Sweden’s AP4 has been named as the most transparent pension fund internationally in terms of its responsible investing, and Dutch pension fund Stichting Pensioenfonds Zorg en Welzijn (PFZW) is the most open pension fund with regard to costs, in a newly-compiled league table.

Announcing the latest annual results from the Global Pension Transparency Benchmark (GPTB), the project’s organisers – which include CEM Benchmarking – said the 2022 findings “continues to reveal the need for improvement in pension transparency across the globe”.

They added that given the slow evolutionary nature of the pension industry in general, this was not entirely surprising.

The GPTB measures whether pension organisations are disclosing what they do and how they are generating value for stakeholders clearly, completely, and concisely, the review’s creators said.

Disclosures scored are organised into four equally-weighted factors – cost, governance, performance and responsible investing.

Canada’s CPP Investments gained the highest score overall in the 2022 GPTB – the second annual review so far produced – with that pension fund also clinching the top score for governance disclosures.

Canada was also found to be the top country for pension fund transparency in 2022, based on the minimum scores for that country’s pension funds, for the second year in a row.

AP4, one of Sweden’s national pensions buffer funds, gained the highest ranking in terms of responsible investments transparency with a score of 88, and took sixth place overall in the league table.

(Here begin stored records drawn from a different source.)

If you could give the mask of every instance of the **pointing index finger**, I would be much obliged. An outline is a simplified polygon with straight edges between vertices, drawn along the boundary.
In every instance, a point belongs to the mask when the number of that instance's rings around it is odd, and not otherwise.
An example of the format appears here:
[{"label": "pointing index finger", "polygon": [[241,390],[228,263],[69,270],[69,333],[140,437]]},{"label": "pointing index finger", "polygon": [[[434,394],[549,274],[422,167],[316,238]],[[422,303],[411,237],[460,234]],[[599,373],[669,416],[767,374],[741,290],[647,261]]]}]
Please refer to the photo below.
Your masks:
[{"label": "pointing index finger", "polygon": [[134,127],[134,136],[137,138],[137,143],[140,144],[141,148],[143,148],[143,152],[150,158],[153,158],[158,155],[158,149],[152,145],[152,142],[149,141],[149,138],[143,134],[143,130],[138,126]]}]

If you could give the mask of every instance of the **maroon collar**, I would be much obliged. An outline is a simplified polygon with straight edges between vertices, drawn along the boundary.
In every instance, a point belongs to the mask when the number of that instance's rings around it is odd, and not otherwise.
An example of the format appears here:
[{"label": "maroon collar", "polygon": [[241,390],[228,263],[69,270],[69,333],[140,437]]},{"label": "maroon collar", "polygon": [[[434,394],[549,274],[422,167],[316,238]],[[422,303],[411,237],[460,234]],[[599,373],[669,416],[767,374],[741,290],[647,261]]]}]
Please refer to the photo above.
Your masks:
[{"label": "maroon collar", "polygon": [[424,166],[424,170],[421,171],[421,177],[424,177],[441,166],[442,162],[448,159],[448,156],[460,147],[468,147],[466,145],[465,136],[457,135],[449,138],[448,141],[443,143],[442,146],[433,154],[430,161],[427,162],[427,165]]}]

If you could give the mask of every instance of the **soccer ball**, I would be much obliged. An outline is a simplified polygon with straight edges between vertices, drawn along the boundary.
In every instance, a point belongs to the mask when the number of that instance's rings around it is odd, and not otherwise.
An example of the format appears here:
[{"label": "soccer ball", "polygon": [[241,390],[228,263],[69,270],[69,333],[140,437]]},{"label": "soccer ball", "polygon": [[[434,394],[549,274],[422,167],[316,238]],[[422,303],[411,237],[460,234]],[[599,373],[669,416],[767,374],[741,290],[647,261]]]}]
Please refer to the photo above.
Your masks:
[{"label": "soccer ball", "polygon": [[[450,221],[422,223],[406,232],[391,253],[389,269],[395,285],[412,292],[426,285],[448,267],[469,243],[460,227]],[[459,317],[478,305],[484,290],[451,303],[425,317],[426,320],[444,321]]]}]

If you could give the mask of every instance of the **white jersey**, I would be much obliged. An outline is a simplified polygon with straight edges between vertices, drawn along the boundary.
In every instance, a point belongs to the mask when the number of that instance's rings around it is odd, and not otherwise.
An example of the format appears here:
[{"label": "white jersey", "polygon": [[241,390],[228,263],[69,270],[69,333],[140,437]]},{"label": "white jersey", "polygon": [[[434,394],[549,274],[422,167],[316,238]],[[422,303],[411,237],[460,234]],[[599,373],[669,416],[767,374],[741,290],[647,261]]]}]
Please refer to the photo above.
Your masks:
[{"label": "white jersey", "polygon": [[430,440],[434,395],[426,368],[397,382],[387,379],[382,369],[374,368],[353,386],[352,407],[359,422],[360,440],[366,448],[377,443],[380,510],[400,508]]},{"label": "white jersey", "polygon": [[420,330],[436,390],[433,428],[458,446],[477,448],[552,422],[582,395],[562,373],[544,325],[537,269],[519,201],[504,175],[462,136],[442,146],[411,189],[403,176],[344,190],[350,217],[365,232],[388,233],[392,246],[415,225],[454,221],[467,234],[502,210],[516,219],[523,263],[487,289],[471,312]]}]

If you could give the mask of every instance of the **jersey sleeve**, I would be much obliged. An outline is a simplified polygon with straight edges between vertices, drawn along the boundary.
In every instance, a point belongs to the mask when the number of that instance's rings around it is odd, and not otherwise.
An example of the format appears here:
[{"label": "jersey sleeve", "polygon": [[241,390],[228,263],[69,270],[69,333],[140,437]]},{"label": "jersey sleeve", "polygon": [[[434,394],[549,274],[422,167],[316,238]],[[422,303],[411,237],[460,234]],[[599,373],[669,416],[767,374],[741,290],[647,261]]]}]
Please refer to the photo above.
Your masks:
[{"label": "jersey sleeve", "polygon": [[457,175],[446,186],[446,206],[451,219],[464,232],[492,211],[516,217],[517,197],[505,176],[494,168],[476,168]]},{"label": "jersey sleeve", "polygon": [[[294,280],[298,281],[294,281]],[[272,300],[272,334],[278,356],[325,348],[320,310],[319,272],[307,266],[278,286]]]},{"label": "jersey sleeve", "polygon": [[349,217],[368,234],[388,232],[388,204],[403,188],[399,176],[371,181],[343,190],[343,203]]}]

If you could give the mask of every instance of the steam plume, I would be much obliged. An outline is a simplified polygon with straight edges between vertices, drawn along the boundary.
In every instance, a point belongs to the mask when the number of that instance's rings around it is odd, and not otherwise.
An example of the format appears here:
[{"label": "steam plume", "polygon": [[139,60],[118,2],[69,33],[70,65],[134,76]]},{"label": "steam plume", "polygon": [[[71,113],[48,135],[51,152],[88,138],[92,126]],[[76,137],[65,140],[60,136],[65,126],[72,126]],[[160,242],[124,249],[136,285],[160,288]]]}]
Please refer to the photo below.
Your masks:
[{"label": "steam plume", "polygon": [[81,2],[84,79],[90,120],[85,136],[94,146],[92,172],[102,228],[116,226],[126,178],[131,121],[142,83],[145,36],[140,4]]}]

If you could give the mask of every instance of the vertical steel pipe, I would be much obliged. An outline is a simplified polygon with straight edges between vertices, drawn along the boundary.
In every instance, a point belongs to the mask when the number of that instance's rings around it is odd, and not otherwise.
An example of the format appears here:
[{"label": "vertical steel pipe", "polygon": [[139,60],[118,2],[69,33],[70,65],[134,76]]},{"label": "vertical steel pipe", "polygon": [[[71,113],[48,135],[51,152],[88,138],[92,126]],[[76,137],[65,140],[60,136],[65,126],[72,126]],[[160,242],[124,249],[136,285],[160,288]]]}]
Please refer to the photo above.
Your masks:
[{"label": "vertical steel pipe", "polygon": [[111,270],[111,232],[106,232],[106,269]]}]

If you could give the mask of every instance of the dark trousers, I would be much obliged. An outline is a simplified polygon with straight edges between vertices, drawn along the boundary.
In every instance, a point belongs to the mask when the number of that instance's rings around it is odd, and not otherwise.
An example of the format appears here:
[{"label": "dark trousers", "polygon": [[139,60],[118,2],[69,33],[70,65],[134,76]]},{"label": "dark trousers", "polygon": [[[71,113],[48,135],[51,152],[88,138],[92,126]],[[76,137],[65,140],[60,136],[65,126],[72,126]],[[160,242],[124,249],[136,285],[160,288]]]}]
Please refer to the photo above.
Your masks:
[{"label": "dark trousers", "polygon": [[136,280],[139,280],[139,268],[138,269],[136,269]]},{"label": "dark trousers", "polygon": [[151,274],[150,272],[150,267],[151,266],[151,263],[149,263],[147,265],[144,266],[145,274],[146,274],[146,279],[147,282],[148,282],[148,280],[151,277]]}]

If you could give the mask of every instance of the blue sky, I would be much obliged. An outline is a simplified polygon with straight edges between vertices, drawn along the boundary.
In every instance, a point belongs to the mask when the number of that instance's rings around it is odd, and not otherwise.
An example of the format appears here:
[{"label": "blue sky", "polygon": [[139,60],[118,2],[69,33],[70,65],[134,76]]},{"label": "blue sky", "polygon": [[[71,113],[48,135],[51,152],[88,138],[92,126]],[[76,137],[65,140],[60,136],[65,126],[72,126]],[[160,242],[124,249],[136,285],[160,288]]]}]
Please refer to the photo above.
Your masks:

PFZW in the Netherlands ranked number one in the 2022 review regarding cost, with the healthcare and welfare sector pension fund taking 13th place overall in the survey.

Meanwhile, CalPERS came out as number one pension fund for transparency regarding performance, according to the GPFB.

Explaining the methodology of the survey, GPTB said its researchers reviewed fund websites, annual reports, financial statements, and some other published documents, making “reasonable, but not exhaustive” efforts to find information – but did not ask questions of the pension funds about their disclosures.

The ranking includes 15 countries, with the five largest pension management organisations within each country scored to determine the results, it said.

In general comments about the findings of its latest survey, the GPTB said progress on transparency in the pension sector was being made in some areas – particularly responsible investing, but also in governance disclosures.

“The improvements seen in disclosures around responsible investing mean that this factor is no longer the lowest-scoring factor,” it said.

Improvements in governance disclosures, meanwhile, meant that factor was now the highest-scoring factor overall, followed by performance – which had been the highest-scoring factor in the 2021 exercise – with cost being the lowest-scoring factor, GPTB said.